I miss walking by the lake so badly.  We got hot in May, so I haven't walked by the lake since April.  The elliptical machine at the gym or walks around the mall just aren't the same.  Glad you and your Furbaby are still able to be out in nature.  It really does change one's outlook on life!


----------



## MickaC (Jul 24, 2022)

Leann said:


> The heat and humidity have been oppressive, not ideal conditions for taking a walk especially with my dog who is double-coated. But it gets almost tolerable in the evening, just before sunset. So out we go. She loves to explore every blade of grass, wild flower, and plant. Sometimes she strolls, sometimes she tries to run to the next thing that catches her attention. Meanwhile, I glance up at the sky periodically and look in absolute awe at the beautiful sunsets. It works for both of us. We get a little bit of exercise and we both come home filled with happiness that only Nature can provide.


Awesome….Nature gives us so much sometimes we don’t realize it.


----------



## MarkinPhx (Jul 24, 2022)

I try to get a walk in every morning in the summertime before it gets too hot and I love watching the sunrise when I do.

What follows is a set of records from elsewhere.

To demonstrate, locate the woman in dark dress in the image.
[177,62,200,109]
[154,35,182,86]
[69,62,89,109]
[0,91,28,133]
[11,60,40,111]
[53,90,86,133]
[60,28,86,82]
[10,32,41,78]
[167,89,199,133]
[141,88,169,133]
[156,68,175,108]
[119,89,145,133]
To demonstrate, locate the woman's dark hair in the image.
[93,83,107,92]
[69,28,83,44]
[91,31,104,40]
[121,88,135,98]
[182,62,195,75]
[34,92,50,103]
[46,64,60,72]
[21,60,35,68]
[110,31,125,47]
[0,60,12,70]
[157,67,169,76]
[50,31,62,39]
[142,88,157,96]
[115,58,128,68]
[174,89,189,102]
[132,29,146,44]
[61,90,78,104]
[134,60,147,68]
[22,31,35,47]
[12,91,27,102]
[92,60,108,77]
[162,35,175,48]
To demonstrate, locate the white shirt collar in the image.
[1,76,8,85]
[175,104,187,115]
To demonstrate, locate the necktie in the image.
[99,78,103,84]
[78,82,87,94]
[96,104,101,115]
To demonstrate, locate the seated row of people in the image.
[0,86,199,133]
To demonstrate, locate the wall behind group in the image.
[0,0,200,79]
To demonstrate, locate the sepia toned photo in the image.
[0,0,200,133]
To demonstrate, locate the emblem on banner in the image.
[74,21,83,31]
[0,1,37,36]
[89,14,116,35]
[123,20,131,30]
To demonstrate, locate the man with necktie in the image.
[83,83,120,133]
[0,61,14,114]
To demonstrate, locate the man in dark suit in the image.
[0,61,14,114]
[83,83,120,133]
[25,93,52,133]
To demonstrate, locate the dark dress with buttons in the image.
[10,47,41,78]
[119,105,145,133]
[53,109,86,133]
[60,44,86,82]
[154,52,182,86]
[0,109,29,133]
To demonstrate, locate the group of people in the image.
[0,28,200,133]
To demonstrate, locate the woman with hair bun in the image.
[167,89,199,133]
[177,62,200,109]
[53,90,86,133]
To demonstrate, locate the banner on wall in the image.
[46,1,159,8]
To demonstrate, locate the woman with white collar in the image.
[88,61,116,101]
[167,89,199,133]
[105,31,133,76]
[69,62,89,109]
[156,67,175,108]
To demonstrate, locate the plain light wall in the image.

It was too hot last week for the walk though. There used to be a mall across the street from me where people would go on summer mornings to take their walks indoors. However like many malls across the country, it was torn down last fall to make way for luxury apartments.


----------



## Jules (Jul 24, 2022)

I walk in the morning and in the evening my husband walks with me.  It used to be an afternoon walk; it’s too hot for that right now.


----------



## ElCastor (Jul 24, 2022)

We are gifted with cool weather, and put in a little less than a mile today.


----------